Plano de Paulo Guedes vai arrebentar a indústria brasileira

Editora 247
Enquanto os países desenvolvidos se fecham e protegem seus mercados, a equipe econômica de Paulo Guedes quer baixar tarifas de importação de produtos industriais no Brasil, sem exigir nenhuma contrapartida; é mais uma traição contra empresários que apoiaram o golpe de 2016 e a própria eleição de Bolsonaro; Robson Andrade, presidente da CNI, diz que tarifas devem cair apenas em caso de acordos comerciais, ou seja, com contrapartidas

10 DE NOVEMBRO DE 2018

Enquanto os países desenvolvidos se fecham e protegem seus mercados, a equipe econômica de Paulo Guedes quer baixar tarifas de importação de produtos industriais no Brasil, sem exigir nenhuma contrapartida.

A ideia é que as tarifas de todos os bens importados sejam reduzidas em quatro anos. Os produtos que atualmente são taxados de 20% a 35%, como eletrodomésticos, automóveis e confecções, passariam para 15%. Os com tarifa de 15% a 20%, como alguns bens de capital, para 10%. Tarifas de 5% a 15%, que atinge produtos siderúrgicos, por exemplo, cairiam para 5% e, as abaixo de 5%, como matérias-primas, para zero.

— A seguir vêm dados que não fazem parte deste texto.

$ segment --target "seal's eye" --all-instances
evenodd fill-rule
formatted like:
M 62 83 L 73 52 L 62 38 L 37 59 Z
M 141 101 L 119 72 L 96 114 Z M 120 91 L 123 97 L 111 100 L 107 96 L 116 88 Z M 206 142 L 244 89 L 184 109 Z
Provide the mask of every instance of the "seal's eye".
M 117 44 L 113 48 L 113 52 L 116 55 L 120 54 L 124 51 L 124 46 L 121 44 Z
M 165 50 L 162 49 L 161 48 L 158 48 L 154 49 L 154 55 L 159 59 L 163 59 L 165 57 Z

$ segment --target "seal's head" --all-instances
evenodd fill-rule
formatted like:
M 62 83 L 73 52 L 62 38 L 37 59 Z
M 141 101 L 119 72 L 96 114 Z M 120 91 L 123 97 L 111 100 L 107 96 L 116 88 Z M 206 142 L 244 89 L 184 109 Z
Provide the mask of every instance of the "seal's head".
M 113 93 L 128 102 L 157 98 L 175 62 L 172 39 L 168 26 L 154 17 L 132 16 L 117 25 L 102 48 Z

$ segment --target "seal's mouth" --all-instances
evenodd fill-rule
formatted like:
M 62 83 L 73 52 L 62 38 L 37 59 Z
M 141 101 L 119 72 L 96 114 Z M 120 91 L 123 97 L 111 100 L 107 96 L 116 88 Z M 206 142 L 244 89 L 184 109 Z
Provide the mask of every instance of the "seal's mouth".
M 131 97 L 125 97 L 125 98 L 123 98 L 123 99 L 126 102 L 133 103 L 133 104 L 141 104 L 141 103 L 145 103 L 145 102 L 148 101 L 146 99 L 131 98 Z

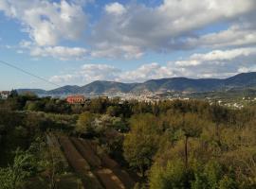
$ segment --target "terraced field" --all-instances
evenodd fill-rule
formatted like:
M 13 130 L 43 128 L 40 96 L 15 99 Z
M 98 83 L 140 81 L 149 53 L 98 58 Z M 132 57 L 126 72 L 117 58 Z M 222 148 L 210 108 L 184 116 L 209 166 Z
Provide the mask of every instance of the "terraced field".
M 82 179 L 85 189 L 129 189 L 135 182 L 129 174 L 106 154 L 98 155 L 100 147 L 88 140 L 48 135 L 59 144 L 74 172 Z

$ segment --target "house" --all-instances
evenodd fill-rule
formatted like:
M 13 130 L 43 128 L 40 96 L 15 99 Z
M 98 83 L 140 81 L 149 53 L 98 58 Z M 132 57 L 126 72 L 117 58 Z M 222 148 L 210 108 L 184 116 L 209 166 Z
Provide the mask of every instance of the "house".
M 65 100 L 69 104 L 83 104 L 86 98 L 83 95 L 69 95 Z
M 1 91 L 0 92 L 0 98 L 1 99 L 7 99 L 9 94 L 10 94 L 9 91 Z

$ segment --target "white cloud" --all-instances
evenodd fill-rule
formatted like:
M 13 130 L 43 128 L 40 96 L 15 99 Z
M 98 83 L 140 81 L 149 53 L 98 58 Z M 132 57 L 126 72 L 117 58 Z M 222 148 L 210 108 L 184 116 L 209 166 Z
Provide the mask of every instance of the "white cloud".
M 153 78 L 163 78 L 174 77 L 174 72 L 170 67 L 161 66 L 156 62 L 144 64 L 133 71 L 123 72 L 118 80 L 126 82 L 145 81 Z
M 21 21 L 38 45 L 56 45 L 61 40 L 77 40 L 82 36 L 87 23 L 81 5 L 65 0 L 1 0 L 0 10 Z
M 177 60 L 174 63 L 180 67 L 206 65 L 206 62 L 220 65 L 237 58 L 249 56 L 256 56 L 256 47 L 213 50 L 206 54 L 193 54 L 188 60 Z
M 82 47 L 68 46 L 38 46 L 28 41 L 19 43 L 20 50 L 28 50 L 32 57 L 51 57 L 54 59 L 82 60 L 88 56 L 88 50 Z
M 125 13 L 105 15 L 92 30 L 92 48 L 101 51 L 101 44 L 107 44 L 109 57 L 125 57 L 127 52 L 121 49 L 124 45 L 143 53 L 256 43 L 256 27 L 241 26 L 253 25 L 254 0 L 165 0 L 155 8 L 136 3 L 117 5 Z M 110 12 L 116 12 L 114 7 Z M 199 34 L 210 25 L 224 23 L 232 26 Z
M 120 15 L 120 14 L 123 14 L 126 12 L 126 9 L 123 7 L 123 5 L 121 5 L 118 2 L 106 5 L 105 10 L 109 14 L 116 14 L 116 15 Z
M 87 50 L 80 47 L 47 46 L 32 48 L 30 53 L 33 57 L 53 57 L 60 60 L 79 60 L 85 57 Z
M 120 70 L 106 64 L 84 64 L 72 74 L 53 76 L 49 78 L 56 83 L 84 84 L 94 80 L 115 80 Z

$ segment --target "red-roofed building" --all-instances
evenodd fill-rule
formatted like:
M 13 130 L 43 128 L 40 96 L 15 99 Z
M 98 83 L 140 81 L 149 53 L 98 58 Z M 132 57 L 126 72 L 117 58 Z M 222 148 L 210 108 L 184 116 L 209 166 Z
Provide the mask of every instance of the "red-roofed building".
M 66 102 L 69 104 L 83 104 L 85 100 L 83 95 L 70 95 L 66 97 Z

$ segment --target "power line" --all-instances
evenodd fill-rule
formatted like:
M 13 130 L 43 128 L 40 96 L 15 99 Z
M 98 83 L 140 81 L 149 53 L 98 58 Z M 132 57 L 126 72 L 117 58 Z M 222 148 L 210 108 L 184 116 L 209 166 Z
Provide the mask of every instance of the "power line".
M 32 73 L 30 73 L 30 72 L 27 72 L 27 71 L 26 71 L 26 70 L 24 70 L 24 69 L 22 69 L 22 68 L 19 68 L 19 67 L 13 65 L 13 64 L 11 64 L 11 63 L 9 63 L 9 62 L 7 62 L 7 61 L 4 61 L 4 60 L 0 60 L 0 63 L 5 64 L 5 65 L 7 65 L 7 66 L 9 66 L 9 67 L 14 68 L 15 70 L 18 70 L 18 71 L 20 71 L 20 72 L 23 72 L 23 73 L 25 73 L 25 74 L 27 74 L 27 75 L 31 76 L 31 77 L 36 77 L 36 78 L 38 78 L 38 79 L 40 79 L 40 80 L 43 80 L 43 81 L 45 81 L 45 82 L 46 82 L 46 83 L 48 83 L 48 84 L 55 85 L 55 86 L 57 86 L 57 87 L 61 87 L 60 85 L 58 85 L 58 84 L 56 84 L 56 83 L 53 83 L 53 82 L 51 82 L 51 81 L 48 81 L 47 79 L 46 79 L 46 78 L 44 78 L 44 77 L 42 77 L 36 76 L 36 75 L 34 75 L 34 74 L 32 74 Z

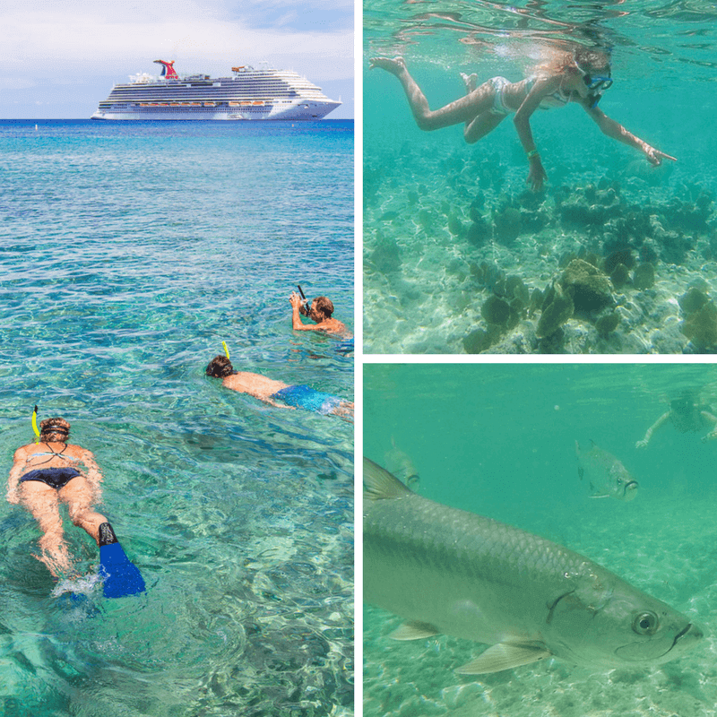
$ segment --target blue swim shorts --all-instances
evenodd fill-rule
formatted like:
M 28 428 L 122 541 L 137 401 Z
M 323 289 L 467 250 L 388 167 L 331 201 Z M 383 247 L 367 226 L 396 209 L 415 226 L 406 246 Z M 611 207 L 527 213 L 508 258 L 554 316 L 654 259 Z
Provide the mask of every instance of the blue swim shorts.
M 283 401 L 288 406 L 295 406 L 298 409 L 306 410 L 315 410 L 316 413 L 332 413 L 339 405 L 341 399 L 333 396 L 331 393 L 324 393 L 321 391 L 315 391 L 310 386 L 297 385 L 287 386 L 281 391 L 277 391 L 272 398 L 278 398 Z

Outra proposta defende iniciar o corte nas tarifas pelos bens de capital e informática, o que poderia ser feito dentro das regras do Mercosul. Prevê também a redução das tarifas sobre produtos siderúrgicos. As tarifas seriam cortadas gradualmente até chegar a 4% em 2021, em linha com a média mundial. Hoje, vão de 8% a 35% para bens de capital, de 6% a 25% para informática e de 8% a 14% para o setor siderúrgico. O objetivo, nesse caso, seria melhorar a competitividade.

As propostas de abertura comercial com redução unilateral das tarifas de importação contraria a posição da Confederação Nacional da Indústria (CNI), para a qual a abertura deve ser feita por meio de acordos comerciais que prevejam alguma contrapartida para o País. "Somos a favor da abertura, desde que seja por meio de acordos internacionais", disse o presidente da CNI, Robson Andrade. "Abertura unilateral, que benefício tem?" Ele defende que o Brasil receba algo em troca pela abertura de seu mercado. Por exemplo, novas tecnologias e inovações.

Para Andrade, se as tarifas forem reduzidas abruptamente, o resultado pode ser a perda de investimentos que seriam feitos no País por empresas estrangeiras.